Proste? Nie, nic w tej historii nie jest takie, jak się wydaje.

Odzyskać nasze opowieści

Słupy totemowe Indian z Wybrzeża Północno-Zachodniego to monumentalne rzeźby – sięgają nawet 25 metrów – pokryte przedstawieniami heraldycznymi z mitów i legend. Słupy należą do grup krewniaczych (nie „plemion”) i upamiętniają ważne dla rodu czy fratrii wydarzenia. Ustawiano je najczęściej przed domami albo dla oznaczenia grobów. Były czymś w rodzaju manifestacji praw rodziny, poświadczonych przez opowiadane w danym rodzie, symbolicznie wyobrażone narracje. Słupy drążono w pniach żywotników olbrzymich (w polskiej literaturze czasem błędnie tłumaczonych jako „cedry”). Opowieść czytało się z góry na dół, jako że poszczególne sceny i symbole rzeźbione były jedne pod drugimi.

„Usunąć je [z naszej ziemi], to jakby wyrwać rozdział konstytucji Kanady oraz najcenniejszy album ze zdjęciami rodzinnymi i umieścić je w muzeum w innym kraju, żeby cudzoziemcy mieli do nich dostęp codziennie” – powiedziała podczas pierwszej wizyty w Edynburgu członkini delegacji Nisga’a, Noxs Ts’aawit/Amy Parent, która jest też badaczką w Simon ­Fraser­ University.

Amy Parent napisała posłowie do książki o ponadnarodowym dziedzictwie Szkocji, która ukazała się w listopadzie („Scotland’s Transnational Heritage”, red. Emma Bon, Michael Morris). Przedstawia w nim historię i cele batalii Nisga’a o odzyskanie słupa totemowego z muzeum w Edynburgu: „Wchodzę w historię, która zaczęła się na początku czasu i miała się zakończyć ponad sto lat temu w wyniku kolonialnych wysiłków podjętych przez rząd Kanady i chrześcijańskie instytucje religijne, które usiłowały realizować milczący i jawny program ludobójstwa (…). Repatriacja słupa jest częścią większego projektu badawczego, który zmierza do zgłębienia filozofii i pedagogicznych praktyk tradycji rzeźbiarskiej Nisga’a jako formy produkcji i przekazu wiedzy, która obejmuje repatriację i wyrzeźbienie nowego [słupa]”.

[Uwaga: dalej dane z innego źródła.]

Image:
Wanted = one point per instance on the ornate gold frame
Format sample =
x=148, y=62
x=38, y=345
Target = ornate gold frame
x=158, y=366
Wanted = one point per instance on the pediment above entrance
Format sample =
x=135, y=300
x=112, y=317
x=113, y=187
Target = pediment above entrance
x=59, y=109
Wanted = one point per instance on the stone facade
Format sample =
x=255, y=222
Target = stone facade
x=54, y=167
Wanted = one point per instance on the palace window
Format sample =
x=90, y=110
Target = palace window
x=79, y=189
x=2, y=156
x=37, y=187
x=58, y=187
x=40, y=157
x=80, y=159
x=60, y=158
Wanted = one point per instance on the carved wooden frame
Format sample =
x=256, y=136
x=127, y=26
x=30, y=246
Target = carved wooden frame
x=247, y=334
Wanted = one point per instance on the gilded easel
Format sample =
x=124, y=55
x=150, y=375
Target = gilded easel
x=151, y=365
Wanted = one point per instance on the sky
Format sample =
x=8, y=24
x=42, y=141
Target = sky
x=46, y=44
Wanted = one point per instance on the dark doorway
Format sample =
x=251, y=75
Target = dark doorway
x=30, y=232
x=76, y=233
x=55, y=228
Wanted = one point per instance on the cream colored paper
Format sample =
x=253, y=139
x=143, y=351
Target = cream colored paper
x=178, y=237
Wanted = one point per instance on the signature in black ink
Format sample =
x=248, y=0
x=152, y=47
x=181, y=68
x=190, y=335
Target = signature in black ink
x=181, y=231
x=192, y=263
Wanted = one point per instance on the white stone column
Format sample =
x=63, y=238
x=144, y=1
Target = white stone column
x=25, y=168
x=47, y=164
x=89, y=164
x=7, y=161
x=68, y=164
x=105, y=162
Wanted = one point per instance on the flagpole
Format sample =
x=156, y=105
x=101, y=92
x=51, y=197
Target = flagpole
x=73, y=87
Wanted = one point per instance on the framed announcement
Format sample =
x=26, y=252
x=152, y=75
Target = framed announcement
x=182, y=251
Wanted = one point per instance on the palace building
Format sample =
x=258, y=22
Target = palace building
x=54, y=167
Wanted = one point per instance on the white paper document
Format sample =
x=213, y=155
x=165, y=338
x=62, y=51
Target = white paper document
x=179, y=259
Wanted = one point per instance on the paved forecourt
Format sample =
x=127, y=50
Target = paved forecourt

I fragment, który uważam za najważniejszy: kolonialne „spojrzenie” wygenerowało „całą masę szkodliwej i błędnej wiedzy”, dlatego pragnieniem autorki – i w ogóle wszystkich Nisga’a – jest „rzucić wyzwanie zapisowi etnograficznemu, aby odzyskać, wyprostować [re-right] i napisać od nowa nasze opowieści, które wzmocnią nasze fundamentalne prawa człowieka, do godności i do samostanowienia”. Przekaz jest jasny: dzisiaj to Nisga’a chcą sami opowiadać swoją opowieść.

Do Edynburga trafił jeden słup totemowy. Wiele przedmiotów należących do Nisga’a (w tym inne słupy), zebranych przez Barbeau, znalazło się w Królewskim Muzeum Ontario w Toronto. Dzisiaj Nisga’a współpracują z muzeum nad sposobem „sprowadzenia z powrotem artefaktów na ziemię Nisga’a, aby uwolnić ich duchy i pozwolić na wypełnienie ich cyklu życiowego” (jak ujęła to Allison Nyce, inna badaczka pochodząca z Nisga’a).

„Królewskie Muzeum Ontario z kolekcją Mariusa Barbeau to miejsce, w którym naród Nisga’a może odzyskać siłę. Tak niewiele nam pozostało z naszej historii i kultury. Z winy chrześcijaństwa i szkół rezydencjalnych straciliśmy bardzo dużo (…). Musimy włączyć na nowo te artefakty do naszej społeczności” – przekonuje Nyce i przypomina, że kiedy w latach 70. XX w. delegacje rodzin Nisga’a wizytowały muzea w Ottawie i Toronto, ze zdumieniem oglądały imponujące kolekcje przedmiotów należących do ich przodków, często już nie znając ich funkcji.

Muzeum w Toronto zapowiedziało, że w porozumieniu z Nisga’a wykona replikę najwyższego ze słupów w swej kolekcji, słupa Sagaween, i zostanie ona przekazana potomkom rodu, do którego należał. W ostatnich latach muzeum odesłało także dwa słupy totemowe Indianom Haida.

Atmosfera totemów

Marius Barbeau, urodzony w 1883 r. w ­Sainte-Marie-de-Beauce w Quebecu, w poważanej rodzinie francuskich Kanadyjczyków, miał zostać księdzem albo notariuszem w rodzinnej miejscowości. Szybko jednak zniechęcił się do tych pomysłów.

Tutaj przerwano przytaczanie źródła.